Last year, during an address at the United Nations, Ban said the holding of credible elections in Iraq "could in the long run serve to underpin the legitimacy of democratic governance."

Last Saturday's elections, for ruling councils in 14 of the 18 provinces, were the first nationwide balloting since December 2005 and went off peacefully. Al-Maliki's party and political allies won convincing victories in 10 provinces, an endorsement of his crackdown on extremism and violence, according to election results released Thursday.

Al-Maliki's impressive showing, which must be certified by international and Iraqi observers, places the prime minister in a strong position before parliamentary elections late this year and could bolster U.S. confidence that it can begin withdrawing more of its 140,000 troops.

Ban's meeting with al-Maliki comes under completely different circumstances than their last meeting in March 2007 when a nearby rocket attack forced him to duck behind a podium during a joint press conference in Baghdad's heavily-fortified Green Zone.

Violence is down sharply since last year after a U.S.-Iraqi offensive broke the power of Shiite militias and after many Sunni gunmen abandoned the insurgency.
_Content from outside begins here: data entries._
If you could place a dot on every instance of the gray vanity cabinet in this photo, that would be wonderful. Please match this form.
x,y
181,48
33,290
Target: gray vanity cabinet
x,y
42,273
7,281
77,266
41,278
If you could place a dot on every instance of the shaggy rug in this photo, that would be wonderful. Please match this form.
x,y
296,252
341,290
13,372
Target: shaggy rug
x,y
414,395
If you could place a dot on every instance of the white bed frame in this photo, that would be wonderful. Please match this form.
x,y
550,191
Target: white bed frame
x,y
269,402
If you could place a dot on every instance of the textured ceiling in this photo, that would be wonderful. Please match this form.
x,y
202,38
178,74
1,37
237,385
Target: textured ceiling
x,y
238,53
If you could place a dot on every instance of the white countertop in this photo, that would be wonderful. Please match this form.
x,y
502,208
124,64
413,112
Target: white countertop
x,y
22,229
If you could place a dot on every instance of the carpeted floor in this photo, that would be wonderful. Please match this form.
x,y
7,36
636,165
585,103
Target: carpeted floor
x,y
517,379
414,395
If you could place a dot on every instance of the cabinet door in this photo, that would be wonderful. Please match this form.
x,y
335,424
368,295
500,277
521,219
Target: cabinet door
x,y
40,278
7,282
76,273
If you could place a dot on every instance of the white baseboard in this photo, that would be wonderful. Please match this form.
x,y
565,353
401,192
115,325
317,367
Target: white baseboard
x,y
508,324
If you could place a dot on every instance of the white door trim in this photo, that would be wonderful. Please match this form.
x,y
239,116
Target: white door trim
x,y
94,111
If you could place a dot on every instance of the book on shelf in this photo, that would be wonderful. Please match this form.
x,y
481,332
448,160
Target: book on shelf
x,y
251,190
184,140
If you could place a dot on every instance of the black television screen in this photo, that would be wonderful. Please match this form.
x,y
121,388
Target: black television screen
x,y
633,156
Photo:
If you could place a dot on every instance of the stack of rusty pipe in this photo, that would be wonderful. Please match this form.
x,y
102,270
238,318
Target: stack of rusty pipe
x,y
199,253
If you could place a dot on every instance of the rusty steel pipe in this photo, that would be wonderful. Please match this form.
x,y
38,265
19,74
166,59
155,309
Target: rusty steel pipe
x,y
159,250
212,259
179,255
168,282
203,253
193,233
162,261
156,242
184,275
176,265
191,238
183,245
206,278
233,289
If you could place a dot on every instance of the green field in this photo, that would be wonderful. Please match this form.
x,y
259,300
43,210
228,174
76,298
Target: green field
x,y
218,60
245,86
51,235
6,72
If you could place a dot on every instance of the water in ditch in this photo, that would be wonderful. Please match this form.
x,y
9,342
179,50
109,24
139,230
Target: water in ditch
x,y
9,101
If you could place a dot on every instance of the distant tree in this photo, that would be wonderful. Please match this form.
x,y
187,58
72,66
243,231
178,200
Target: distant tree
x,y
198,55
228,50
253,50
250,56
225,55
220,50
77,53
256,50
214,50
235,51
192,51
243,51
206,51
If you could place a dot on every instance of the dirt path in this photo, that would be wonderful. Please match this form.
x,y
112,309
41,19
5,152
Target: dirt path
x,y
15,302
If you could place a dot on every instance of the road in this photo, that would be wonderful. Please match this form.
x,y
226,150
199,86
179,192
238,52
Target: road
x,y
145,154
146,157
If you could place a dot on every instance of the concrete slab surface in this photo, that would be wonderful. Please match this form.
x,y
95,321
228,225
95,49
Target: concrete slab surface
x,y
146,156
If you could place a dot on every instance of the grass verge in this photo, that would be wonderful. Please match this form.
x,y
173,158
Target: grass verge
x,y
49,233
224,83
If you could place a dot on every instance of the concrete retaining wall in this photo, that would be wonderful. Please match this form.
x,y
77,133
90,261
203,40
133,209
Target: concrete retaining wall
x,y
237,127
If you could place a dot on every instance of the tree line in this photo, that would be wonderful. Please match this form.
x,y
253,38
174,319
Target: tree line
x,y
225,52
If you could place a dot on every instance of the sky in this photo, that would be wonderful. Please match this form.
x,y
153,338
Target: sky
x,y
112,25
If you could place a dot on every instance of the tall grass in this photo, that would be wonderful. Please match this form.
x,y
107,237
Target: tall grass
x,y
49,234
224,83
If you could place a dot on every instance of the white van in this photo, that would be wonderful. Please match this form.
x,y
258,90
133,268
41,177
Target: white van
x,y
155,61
U.S. military death tolls have fallen to a fraction of levels seen at the height of the war.

His visit also comes a day after he stopped in Afghanistan and urged U.S. and NATO-led forces to prevent civilian casualties in their operations.

Meanwhile, Iraq's state minister of women's affairs, Nawal al-Samarraie, said Friday that she submitted her resignation this week over what she calls a lack of support for the widows and other women facing great hardship in the wartorn country. She said she waiting for a response from the prime minister's office.

Tens of thousands of women have been left widows by Iraq's violence. They have virtually no safety net and few job opportunities and usually depend on extended families.